When he reached Madeline’s house he saw hundreds of himself. She wasn’t answering the doorbell, but the door was unlocked. He went in, and saw through the swarm that she was sat bolt upright on the sofa, just where he had left her. She wasn’t well. She smiled thinly at the flowers, and David wilted a little. He held her a while, made her some food, and fawned over her. She didn’t speak. She sat, and cried.
That night, he stayed in the house to watch over her. From the many different kinds of David in the house, he knew this was a woman he loved, had loved, or was going to love in many different lifetimes. He didn’t feel like he knew Madeline yet, but he still felt some sense of loyalty. Perhaps it was some romantic notion of destiny. She was growing frail and sleepless.
In the morning, David went in to the front room and found her still crying. Madeline spoke this time, though. She had seen herself the day prior, heavily pregnant. Hundreds of pregnant Madelines. And half of them had miscarried. Of the half of them, around six had killed themselves. There were Madelines in the room right now, cradling phantom babies. Madelines in her bed, writhing in lovemaking. Madelines arguing. Madelines crying. Madelines kissing, arm in arm with men she couldn’t see. Madeline couldn’t stand it any longer.

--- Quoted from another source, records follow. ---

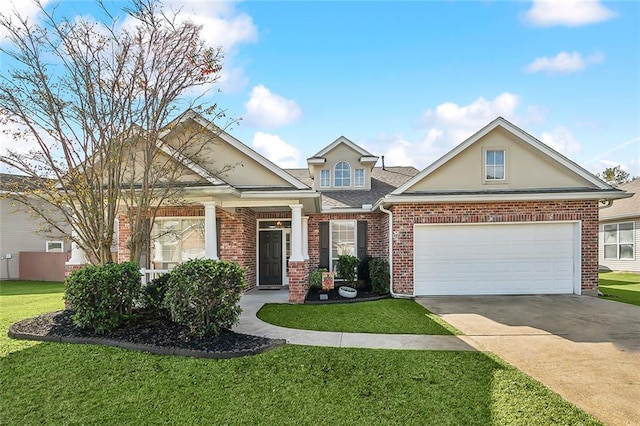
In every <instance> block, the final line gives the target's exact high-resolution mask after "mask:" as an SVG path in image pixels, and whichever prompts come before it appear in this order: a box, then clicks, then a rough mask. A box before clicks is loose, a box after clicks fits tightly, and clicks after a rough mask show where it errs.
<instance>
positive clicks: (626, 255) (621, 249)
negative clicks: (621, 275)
mask: <svg viewBox="0 0 640 426" xmlns="http://www.w3.org/2000/svg"><path fill="white" fill-rule="evenodd" d="M620 259H633V244H620Z"/></svg>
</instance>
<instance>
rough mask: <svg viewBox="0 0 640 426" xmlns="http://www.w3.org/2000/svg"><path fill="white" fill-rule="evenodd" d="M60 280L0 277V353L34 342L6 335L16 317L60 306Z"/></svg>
mask: <svg viewBox="0 0 640 426" xmlns="http://www.w3.org/2000/svg"><path fill="white" fill-rule="evenodd" d="M63 294H64V284H62V283H54V282H41V281H0V333H1V334H2V336H0V356H4V355H7V354H8V353H9V352H13V351H17V350H20V349H24V348H28V347H31V346H33V345H35V344H37V343H36V342H32V341H28V340H14V339H9V338H8V337H7V330H8V329H9V326H10V325H11V324H13V323H14V322H16V321H20V320H22V319H25V318H29V317H33V316H36V315H39V314H41V313H44V312H52V311H59V310H61V309H64V299H63Z"/></svg>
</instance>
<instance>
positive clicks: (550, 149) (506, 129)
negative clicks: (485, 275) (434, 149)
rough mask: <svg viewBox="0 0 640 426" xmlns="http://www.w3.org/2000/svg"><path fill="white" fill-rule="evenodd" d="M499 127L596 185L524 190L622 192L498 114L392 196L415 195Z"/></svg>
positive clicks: (599, 195) (603, 197)
mask: <svg viewBox="0 0 640 426" xmlns="http://www.w3.org/2000/svg"><path fill="white" fill-rule="evenodd" d="M496 128H501V129H503V130H505V131H506V132H508V133H510V134H511V135H513V136H515V137H517V138H518V140H519V141H521V142H522V143H524V144H526V145H528V146H529V147H531V148H533V150H535V151H537V152H540V153H541V154H542V155H543V156H546V157H549V158H551V159H552V160H555V162H557V163H559V164H560V165H561V166H562V167H564V168H565V169H567V170H569V171H570V172H572V173H574V174H575V175H577V176H579V177H581V178H582V179H584V180H585V181H586V182H588V183H589V184H591V185H592V188H580V189H576V190H573V191H571V190H567V189H563V190H562V191H554V190H537V191H522V192H529V193H531V192H535V193H546V194H550V193H553V192H562V193H565V194H566V193H569V192H573V193H574V194H575V193H576V192H595V193H598V194H599V195H598V196H595V197H592V196H587V198H609V197H607V196H604V197H603V196H602V195H604V194H603V192H608V193H611V194H613V193H619V194H618V195H620V194H621V191H618V190H616V189H615V188H613V187H611V186H610V185H608V184H606V183H605V182H603V181H602V180H600V179H599V178H597V177H596V176H594V175H593V174H591V173H589V172H588V171H587V170H585V169H584V168H582V167H580V166H579V165H578V164H576V163H574V162H573V161H571V160H569V159H568V158H567V157H565V156H563V155H562V154H560V153H558V152H557V151H555V150H553V149H552V148H550V147H549V146H547V145H545V144H544V143H542V142H541V141H539V140H538V139H536V138H535V137H533V136H531V135H530V134H528V133H527V132H525V131H523V130H522V129H520V128H519V127H517V126H515V125H514V124H512V123H511V122H509V121H507V120H505V119H504V118H502V117H498V118H496V119H495V120H493V121H492V122H491V123H489V124H487V125H486V126H485V127H483V128H482V129H480V130H479V131H478V132H476V133H475V134H473V135H472V136H470V137H469V138H468V139H466V140H465V141H464V142H462V143H461V144H459V145H458V146H456V147H455V148H453V149H452V150H451V151H449V152H448V153H446V154H445V155H443V156H442V157H440V158H439V159H438V160H436V161H435V162H433V163H432V164H431V165H429V166H428V167H426V168H425V169H424V170H422V171H421V172H420V173H418V174H417V175H416V176H414V177H413V178H412V179H410V180H409V181H407V182H405V183H404V184H403V185H402V186H400V187H399V188H397V189H396V190H394V191H393V192H392V193H391V194H390V195H391V196H403V195H405V196H407V195H409V194H412V193H411V192H410V191H408V190H409V189H410V188H411V187H413V186H414V185H416V184H417V183H418V182H420V181H422V180H423V179H425V178H426V177H428V176H429V175H430V174H432V173H434V172H435V171H436V170H438V169H439V168H440V167H442V166H443V165H444V164H446V163H447V162H449V161H450V160H451V159H453V158H454V157H456V156H457V155H458V154H460V153H461V152H463V151H464V150H465V149H467V148H468V147H470V146H471V145H473V144H474V143H476V142H477V141H478V140H480V139H481V138H483V137H484V136H485V135H487V134H488V133H489V132H491V131H493V130H494V129H496ZM481 192H482V193H483V194H484V195H486V194H487V193H492V194H497V193H500V192H502V193H503V194H507V193H510V194H511V195H514V194H515V193H518V192H519V191H517V190H515V191H514V190H510V191H499V190H493V191H481ZM432 195H446V192H445V191H441V192H440V194H432ZM624 196H626V195H622V197H624ZM574 197H575V198H579V196H574ZM574 197H572V198H574ZM613 198H621V197H619V196H613Z"/></svg>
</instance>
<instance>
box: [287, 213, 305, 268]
mask: <svg viewBox="0 0 640 426" xmlns="http://www.w3.org/2000/svg"><path fill="white" fill-rule="evenodd" d="M289 207H290V208H291V257H290V258H289V262H304V257H303V255H302V204H292V205H290V206H289Z"/></svg>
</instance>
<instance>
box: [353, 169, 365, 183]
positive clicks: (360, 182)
mask: <svg viewBox="0 0 640 426" xmlns="http://www.w3.org/2000/svg"><path fill="white" fill-rule="evenodd" d="M355 185H356V186H364V169H356V176H355Z"/></svg>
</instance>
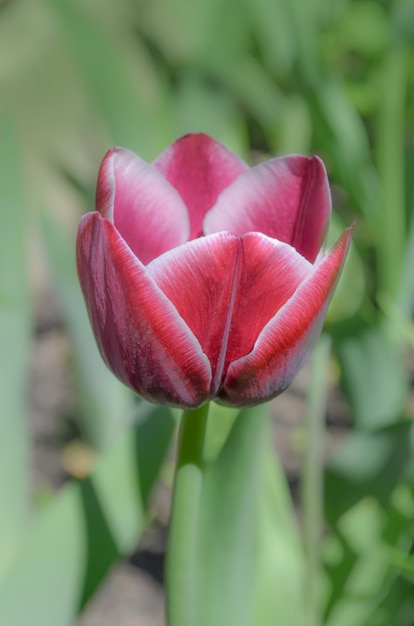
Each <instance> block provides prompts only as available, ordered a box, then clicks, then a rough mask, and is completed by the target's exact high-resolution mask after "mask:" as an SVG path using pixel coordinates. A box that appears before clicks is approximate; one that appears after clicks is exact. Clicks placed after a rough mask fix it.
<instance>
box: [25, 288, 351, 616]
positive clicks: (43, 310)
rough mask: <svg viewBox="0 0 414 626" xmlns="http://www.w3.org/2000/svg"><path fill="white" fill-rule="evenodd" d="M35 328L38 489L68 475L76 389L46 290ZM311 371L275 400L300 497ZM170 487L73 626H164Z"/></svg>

After some coaxing, he brought her back to his flat, away from the Madelines living unfathomable lives. Unfortunately, this didn’t solve the problem. Madeline was aghast. There were so many more of her here. She ran out. David didn’t know what to do. There were so many Davids now that it was getting impossible to tell what the other Davids were doing in response.
When he came to his senses, and went back to her house, it was too late. Among the crowd of Davids was a respectful gap, and in the respectful gap was fair Madeline. She was not breathing. The pool of blood spreading over the carpet told him what he needed to know.
As his heart broke, the other Davids slowly started to fade away.